People always claim Ted to be good clean family fun but actually I always thought Ted was quite rude. It said just about everything it's possible to say without saying "f**k". There were "arses", "bastards", and "bollocks" a-plenty, plus the made-up swearing which was VERY close to the real words, like of course "feck" and "Fup" in the picnic episode. Ted gets accosted by a man saying "Get the fup off my fupping spot, you fupping fupper, go on, fup off y' backstard!" To me, that's still swearing. Technically it's not but you wouldn't let your kids watch it would you? And then the episode where the novelist is coming to stay and Mrs Doyle is going on about the filth in the novelist's books.

MRS DOYLE:
"Oh, it's fierce stuff Father, bastard this and bastard that, you can't move for the bastards in her novels, it's wall-to-wall bastards. Eff you, eff you're effin' wife, I'll stick this effin' pitchfork up your hole, oh yes, that was another one Father. Y' bastard, y'fecker, y'bollocks, get your feckin' bollocks out of my face..." etc etc.

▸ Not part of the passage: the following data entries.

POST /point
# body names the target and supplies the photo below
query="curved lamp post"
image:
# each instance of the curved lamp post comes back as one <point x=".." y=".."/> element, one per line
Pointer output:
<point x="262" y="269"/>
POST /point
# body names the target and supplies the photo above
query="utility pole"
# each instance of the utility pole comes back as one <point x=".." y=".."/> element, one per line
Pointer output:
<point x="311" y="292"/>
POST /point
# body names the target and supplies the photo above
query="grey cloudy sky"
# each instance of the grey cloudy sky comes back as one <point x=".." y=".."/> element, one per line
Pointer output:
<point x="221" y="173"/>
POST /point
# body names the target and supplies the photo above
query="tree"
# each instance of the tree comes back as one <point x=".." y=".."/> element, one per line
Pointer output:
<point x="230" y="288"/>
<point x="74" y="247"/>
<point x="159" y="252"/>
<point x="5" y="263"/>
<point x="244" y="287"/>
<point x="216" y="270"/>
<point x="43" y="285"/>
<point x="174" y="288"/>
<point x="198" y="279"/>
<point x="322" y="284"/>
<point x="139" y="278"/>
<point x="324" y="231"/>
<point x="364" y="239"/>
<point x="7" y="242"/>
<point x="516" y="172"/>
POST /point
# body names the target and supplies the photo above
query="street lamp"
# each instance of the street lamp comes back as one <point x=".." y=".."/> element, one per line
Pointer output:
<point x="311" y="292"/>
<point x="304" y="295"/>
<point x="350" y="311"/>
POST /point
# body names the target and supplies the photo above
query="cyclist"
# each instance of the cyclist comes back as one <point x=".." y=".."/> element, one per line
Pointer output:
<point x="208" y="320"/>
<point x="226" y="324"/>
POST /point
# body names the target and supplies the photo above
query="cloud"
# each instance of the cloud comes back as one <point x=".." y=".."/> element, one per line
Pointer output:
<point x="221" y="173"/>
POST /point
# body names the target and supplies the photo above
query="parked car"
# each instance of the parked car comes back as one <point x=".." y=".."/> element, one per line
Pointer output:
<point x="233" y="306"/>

All hilariously-funny, but Ted was no angel.

Quote: Griff @ January 23 2009, 11:43 AM GMT

Fair enough Lee, I'd forgotten those bits.

I guess my point was that the funny stuff about Ted (for me) was Dougal being an eejit, which was usually non-sweary. Dismissing comedy without swearing as being "tame" (and therefore no good by implication) struck me as a bit unfair.

Yeah, I love Ted for the same reasons as you. I certainly didn't mean tame comedy is any worse than edgy - far from it - but what I object to is having the choice taken away from me. If I fancy a bit of spicy sauce on my comedy meatballs I should be able to have it, without the BBC watering it down to appease people with more sensitive comedic taste buds. To use a bizarre meatball / comedy analogy.